A.H. Mishon

First filmmaker in Azerbaijan

In 1996, Azerbaijan celebrated eighty years of local film production, believing that its first film had been made in 1916. In that year, however, Aydin Kazimzade (director of the Azerbaijan cinema museum) discovered a newspaper clipping that revealed that the nation’s first films had been taken by a locally-based photographer in 1898. A.H. Mishon was a French-born photographer with Russian nationality, who had been resident in Baku for some twenty-five years. He ran a photographic studio in Baku as well as being secretary of the Baku Photographic Society, and specialised in photographs of the Baku oil fields. A combination of his photographic background and French antecedents seems to have led to his securing a Lumière Cinématographe, with a view to taking films for exhibition at the Paris Universal Exposition in 1900. On 2 August 1898 Mishon gave an exhibition in Baku’s V.I. Vasilyev-Vyatski Circus Theatre of films he had taken with his Cinématographe showing scenes of the Caucasus and Central Asia.
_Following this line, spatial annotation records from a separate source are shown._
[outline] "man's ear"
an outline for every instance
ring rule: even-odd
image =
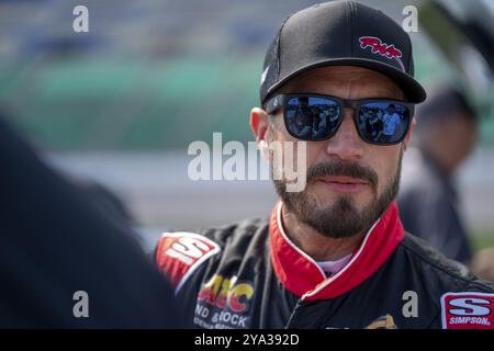
[[[409,124],[408,132],[406,132],[405,139],[403,140],[403,150],[404,151],[406,151],[406,149],[408,148],[408,144],[409,144],[411,139],[412,139],[412,135],[413,135],[413,133],[415,131],[415,125],[416,125],[416,122],[415,122],[415,117],[414,117],[412,120],[412,123]]]
[[[254,107],[250,111],[250,129],[252,131],[252,134],[256,137],[257,147],[259,148],[262,158],[265,158],[265,160],[269,160],[268,118],[269,115],[262,109]]]

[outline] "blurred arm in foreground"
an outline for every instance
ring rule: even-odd
[[[0,327],[180,327],[169,284],[130,231],[0,120]],[[77,291],[89,317],[75,317]]]

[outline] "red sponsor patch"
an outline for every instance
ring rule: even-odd
[[[372,54],[379,54],[389,59],[395,59],[400,64],[402,70],[405,70],[405,66],[403,66],[402,63],[403,54],[394,46],[394,44],[386,44],[379,37],[374,36],[361,36],[359,37],[359,42],[361,48],[364,49],[367,47],[370,47]]]
[[[446,293],[442,329],[494,329],[494,294]]]
[[[156,262],[178,291],[198,267],[220,250],[216,242],[195,233],[165,233],[158,242]]]

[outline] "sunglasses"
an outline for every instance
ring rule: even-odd
[[[341,125],[344,107],[355,110],[360,137],[370,144],[394,145],[408,132],[414,104],[389,99],[346,100],[322,94],[279,94],[266,104],[266,112],[283,111],[289,134],[307,141],[327,140]]]

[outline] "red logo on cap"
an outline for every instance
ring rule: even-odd
[[[361,36],[359,41],[361,48],[370,47],[372,54],[379,54],[390,59],[394,58],[400,64],[402,70],[405,70],[405,66],[403,66],[403,63],[401,60],[403,54],[394,46],[394,44],[388,45],[375,36]]]

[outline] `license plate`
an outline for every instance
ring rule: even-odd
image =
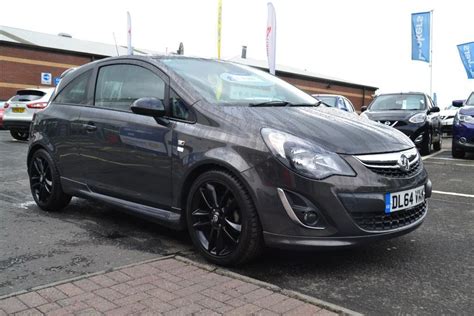
[[[425,186],[385,194],[385,213],[412,208],[425,201]]]

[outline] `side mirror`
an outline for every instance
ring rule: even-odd
[[[163,101],[157,98],[140,98],[130,107],[133,113],[153,117],[162,117],[167,114]]]
[[[453,100],[453,106],[460,108],[464,104],[464,100]]]

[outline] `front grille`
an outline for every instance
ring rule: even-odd
[[[394,169],[394,168],[376,168],[376,167],[367,167],[367,168],[385,177],[408,178],[420,172],[421,164],[420,164],[420,160],[418,159],[413,165],[411,165],[410,171],[408,172],[401,171],[400,169]]]
[[[368,231],[386,231],[415,223],[427,211],[426,202],[413,208],[385,214],[382,212],[351,213],[356,224]]]
[[[355,157],[370,171],[390,178],[409,178],[423,169],[420,155],[416,148],[394,153],[359,155]]]

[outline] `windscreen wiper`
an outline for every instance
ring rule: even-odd
[[[281,101],[281,100],[273,100],[273,101],[265,101],[260,103],[250,103],[250,107],[254,106],[318,106],[318,103],[291,103],[288,101]]]
[[[313,106],[320,106],[321,104],[327,106],[328,108],[333,108],[333,106],[331,106],[331,105],[329,105],[326,102],[323,102],[321,100],[318,100],[318,102],[316,102]]]
[[[273,101],[265,101],[265,102],[259,102],[259,103],[249,103],[250,107],[254,106],[290,106],[292,105],[288,101],[281,101],[281,100],[273,100]]]

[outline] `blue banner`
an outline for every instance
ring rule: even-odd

The films shown were Fire resulting from an oil gusher at Bibi-Heybat oil field, The departure ceremony of His Excellency Amir of Bukhara in the Grand Duke Alexei steamship, Folk dance of the Caucasus, and scenes from a dramatic comedy, So, You Got Caught, filmed in one of Baku's parks. The film show was then repeated on the 5th, with new films showing life in the town of Balakhani, outside Baku. Mishon’s films were subsequently exhibited in Paris, and reputedly the folk dance and oil fire films still exist in a film archive in France. Further information on this surprise addition to Victorian cinema history is likely to emerge in the future.